Dan menuju ke rumah sakit, menemui seorang teman yang sedang berjuang untuk hidup.

****

Tak ada yang lebih menyedihkan selain melihat temanmu terbaring lemah di ranjang rumah sakit. Dengan dibatasi kaca pada pintu masuk ke ruang ICU, Dan memperhatikan setiap lekuk wajah pucat temannya itu. Tak ada pancaran cahaya kehidupan di sana, tidak seperti manusia pada umumnya.

Temannya itu baru saja melakukan kemoterapi untuk bertahan hidup. Menyedihkan.
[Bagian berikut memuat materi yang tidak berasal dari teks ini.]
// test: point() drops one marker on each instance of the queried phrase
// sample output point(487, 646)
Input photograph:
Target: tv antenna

Untuk hidup saja harus ditopang oleh bahan kimia. Ingin rasanya Dan masuk ke ruangan itu, menggenggam tangan temannya, sekadar menyuntikkan semangat lewat genggamannya. Namun, Dan tak boleh masuk. Temannya harus benar-benar istirahat setelah menjalani kemoterapi.
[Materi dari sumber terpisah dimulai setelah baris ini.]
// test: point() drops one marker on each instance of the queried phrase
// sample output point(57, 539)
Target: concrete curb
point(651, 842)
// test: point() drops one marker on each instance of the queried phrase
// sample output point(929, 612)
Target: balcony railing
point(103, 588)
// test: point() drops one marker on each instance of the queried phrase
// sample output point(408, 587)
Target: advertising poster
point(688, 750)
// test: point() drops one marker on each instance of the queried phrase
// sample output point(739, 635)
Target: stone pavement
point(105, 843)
Tolong selamatkan dia. Hanya dia yang mengerti saya. Hanya dia yang tidak membandingkan saya dengan kakak. Dia tidak boleh Kau renggut juga. Dan berdoa dalam hatinya. Berusaha tegar melihat kondisi temannya yang terpasang alat medis.
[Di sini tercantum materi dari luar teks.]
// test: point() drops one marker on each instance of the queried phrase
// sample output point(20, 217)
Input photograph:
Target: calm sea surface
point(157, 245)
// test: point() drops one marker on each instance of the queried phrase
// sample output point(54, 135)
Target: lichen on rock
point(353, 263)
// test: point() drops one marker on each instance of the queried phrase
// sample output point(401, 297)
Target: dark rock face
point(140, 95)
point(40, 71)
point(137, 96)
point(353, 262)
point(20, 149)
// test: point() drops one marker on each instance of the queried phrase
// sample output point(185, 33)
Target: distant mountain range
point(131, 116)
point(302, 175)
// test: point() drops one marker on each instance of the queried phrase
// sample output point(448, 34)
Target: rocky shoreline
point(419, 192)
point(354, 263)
Sesuatu yang jahat telah Dan lakukan pada temannya itu, Dan sadar akan hal itu. Namun, percayalah, Dan sangat menyayangi temannya yang saat ini sedang berjuang untuk tetap hidup.

Hanya saja, keadaan yang memaksa.

****

Dan masih mengingat jelas setiap ucapan orang-orang yang meremehkannya di rumah keluarganya, tadi. Termasuk ucapan sang ayah. Dan berjanji pada dirinya sendiri. Dan harus membeli semua ucapan sampah orang-orang. Membuat mereka nantinya akan bertekuk lutut padanya. Berbalik memujanya atas kesuksesannya, bukan lagi sang kakak.

Dan sudah lelah diremehkan. Jalannya sudah terbuka lebar menuju kesuksesan.

Alsava adalah kunci kesuksesannya.

"Alsava, kamu harus menikah dengan saya. Saya tidak akan pernah melepaskan kamu. Saya harus mendapatkan perusahaan keluargamu agar saya dihargai," ucap Dan pelan tetapi membara, dengan mata yang membulat sempurna. Tekadnya sudah bulat untuk terus menjalani pertunangan ini sampai Alsava lulus sekolah dan menikah dengannya.

Alsava adalah kunci bagi Dan, agar orang-orang melirik ke arahnya. Tahta perusahaan keluarga Alsava, harus jatuh ke tangannya.

Persetan dengan bagaimana perasaan Alsava, yang penting Dan bisa merenggut kembali harga dirinya yang telah hancur berantakan.